Question

The angular width of the central maximum in the Fraunhofer diffraction pattern of a slit is measured. The slit is illuminated by light of wavelength $6000\dot{A}$. When the slit is illuminated by light of another wavelength$\left(\lambda \right)$, the angular width decreases by $30\%$. Calculate the wavelength $\left(\lambda \right)$ of this light in $\dot{A}$. The same decrease in the angular-width of central maximum is obtained when the original apparatus is immersed in a liquid.
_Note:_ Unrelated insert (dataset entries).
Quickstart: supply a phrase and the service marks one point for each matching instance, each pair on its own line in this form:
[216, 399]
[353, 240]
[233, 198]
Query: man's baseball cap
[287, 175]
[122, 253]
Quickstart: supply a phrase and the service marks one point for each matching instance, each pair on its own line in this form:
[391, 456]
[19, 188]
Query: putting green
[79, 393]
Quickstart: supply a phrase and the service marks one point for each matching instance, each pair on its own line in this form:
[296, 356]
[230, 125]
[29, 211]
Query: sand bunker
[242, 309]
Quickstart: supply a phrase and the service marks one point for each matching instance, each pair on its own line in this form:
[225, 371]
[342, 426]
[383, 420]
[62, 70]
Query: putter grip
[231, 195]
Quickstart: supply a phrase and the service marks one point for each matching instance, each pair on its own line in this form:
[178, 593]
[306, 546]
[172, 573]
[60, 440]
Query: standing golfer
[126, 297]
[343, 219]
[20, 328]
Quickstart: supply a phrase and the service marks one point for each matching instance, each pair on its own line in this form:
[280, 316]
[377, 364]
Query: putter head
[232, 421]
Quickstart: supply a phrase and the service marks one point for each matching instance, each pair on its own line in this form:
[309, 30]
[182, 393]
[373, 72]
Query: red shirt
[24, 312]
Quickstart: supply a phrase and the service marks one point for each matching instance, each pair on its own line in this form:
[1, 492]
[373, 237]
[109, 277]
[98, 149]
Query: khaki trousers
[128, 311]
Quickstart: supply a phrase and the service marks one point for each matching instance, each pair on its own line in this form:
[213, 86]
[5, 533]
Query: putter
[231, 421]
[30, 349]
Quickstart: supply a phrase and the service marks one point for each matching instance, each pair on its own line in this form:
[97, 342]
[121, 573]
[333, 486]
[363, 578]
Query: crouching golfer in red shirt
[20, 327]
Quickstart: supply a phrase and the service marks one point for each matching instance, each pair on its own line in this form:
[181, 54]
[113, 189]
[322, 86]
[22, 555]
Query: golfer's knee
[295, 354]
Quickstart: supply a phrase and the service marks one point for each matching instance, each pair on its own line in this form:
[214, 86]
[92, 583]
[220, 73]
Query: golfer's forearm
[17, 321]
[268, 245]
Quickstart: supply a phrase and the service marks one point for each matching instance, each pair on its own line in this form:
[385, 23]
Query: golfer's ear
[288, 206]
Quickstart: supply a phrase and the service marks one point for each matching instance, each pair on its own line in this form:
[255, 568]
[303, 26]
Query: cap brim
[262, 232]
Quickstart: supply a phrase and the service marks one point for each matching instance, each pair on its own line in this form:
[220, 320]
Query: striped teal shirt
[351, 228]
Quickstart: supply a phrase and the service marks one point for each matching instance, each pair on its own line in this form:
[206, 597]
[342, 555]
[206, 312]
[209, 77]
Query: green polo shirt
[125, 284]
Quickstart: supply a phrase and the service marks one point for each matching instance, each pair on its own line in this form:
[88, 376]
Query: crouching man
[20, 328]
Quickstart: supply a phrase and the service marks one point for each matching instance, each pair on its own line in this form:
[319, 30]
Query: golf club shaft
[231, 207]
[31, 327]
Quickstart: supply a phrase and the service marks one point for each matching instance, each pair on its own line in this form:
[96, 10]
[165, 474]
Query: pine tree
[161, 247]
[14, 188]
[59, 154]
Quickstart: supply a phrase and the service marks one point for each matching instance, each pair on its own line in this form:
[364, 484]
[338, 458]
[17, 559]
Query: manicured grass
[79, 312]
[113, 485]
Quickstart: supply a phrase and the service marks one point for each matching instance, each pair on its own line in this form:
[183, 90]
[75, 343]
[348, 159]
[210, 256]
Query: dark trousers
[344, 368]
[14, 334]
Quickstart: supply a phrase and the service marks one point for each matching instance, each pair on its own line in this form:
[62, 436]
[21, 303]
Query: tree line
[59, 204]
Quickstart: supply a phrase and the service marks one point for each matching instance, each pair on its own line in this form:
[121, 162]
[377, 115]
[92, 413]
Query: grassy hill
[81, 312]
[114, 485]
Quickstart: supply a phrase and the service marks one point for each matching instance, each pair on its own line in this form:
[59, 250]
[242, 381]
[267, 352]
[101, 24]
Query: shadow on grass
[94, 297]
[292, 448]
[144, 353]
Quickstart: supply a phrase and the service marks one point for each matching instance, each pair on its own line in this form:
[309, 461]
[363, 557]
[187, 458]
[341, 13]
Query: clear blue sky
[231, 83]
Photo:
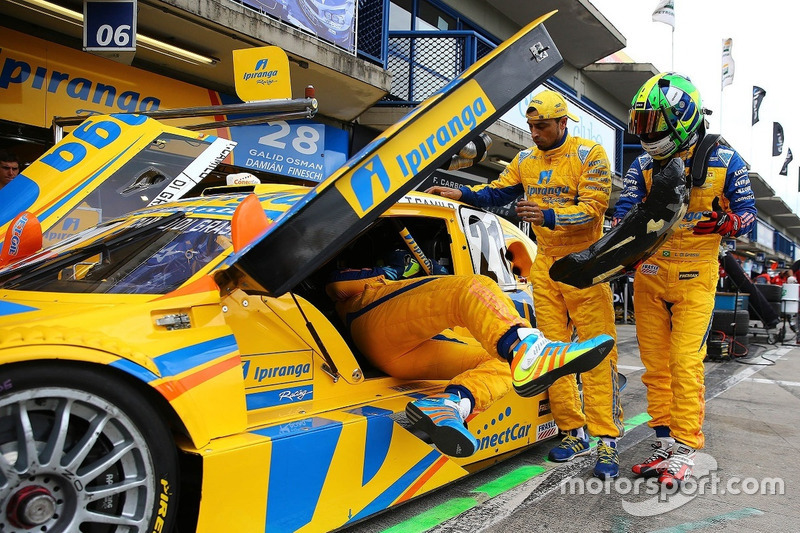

Find the refractive index $\mu$ of the liquid.

• A. $\lambda =4000\dot{A},\mu =1.729$
• B. $\lambda =4200\dot{A},\mu =1.729$
• C. $\lambda =4200\dot{A},\mu =1.429$
• D. $\lambda =4000\dot{A},\mu =1.429$

Answer 1

The correct option is C $\lambda =4200\dot{A},\mu =1.429$


The angular width of central maxima is given by,

${\theta }_w=2\theta =\frac{2\lambda }{a}$

When the light of wavelength ${\lambda }_1=6000\dot{A}$ is used,

${\theta }_{w1}=\frac{2{\lambda }_1}{a}---\left(1\right)$

Angular width of central maxima when light of wavelength $\lambda$ is used

${\theta }_{w2}=\frac{2\lambda }{a}---\left(2\right)$

Dividing, $\frac{\left(2\right)}{\left(1\right)}$

$\frac{{\theta }_{w2}}{{\theta }_{w1}}=\frac{\lambda }{{\lambda }_1}$

Given that,
$\Rightarrow {\theta }_{w2}=0.7{\theta }_{w1}$

$\Rightarrow 0.7=\frac{\lambda }{6000\dot{A}}$

$\Rightarrow \lambda =0.7\times 6000\dot{A}$

$\Rightarrow \lambda =4200\dot{A}$

When the apparatus is immersed in a liquid of refractive index $\mu$,

By Snell's law, ${\lambda }_m=\frac{\lambda }{\mu }$

Accordingly, angular fringe width when the apparatus is immersed in a liquid is given by

${\theta }_{wl}=\frac{2{\lambda }_m}{a}=\frac{2\lambda }{\mu a}$

$\Rightarrow {\theta }_{wl}=\frac{{\theta }_w}{\mu }$

Given that, ${\theta }_{wl}=0.7{\theta }_w$

$\Rightarrow 0.7=\frac{1}{\mu }$

$\Rightarrow \mu =1.429$

Hence, the correct option is $\left(C\right)$.

$\begin{array}{c}\text{Why this question?}\\ \text{Asked in IIT-JEE 1996.}\end{array}$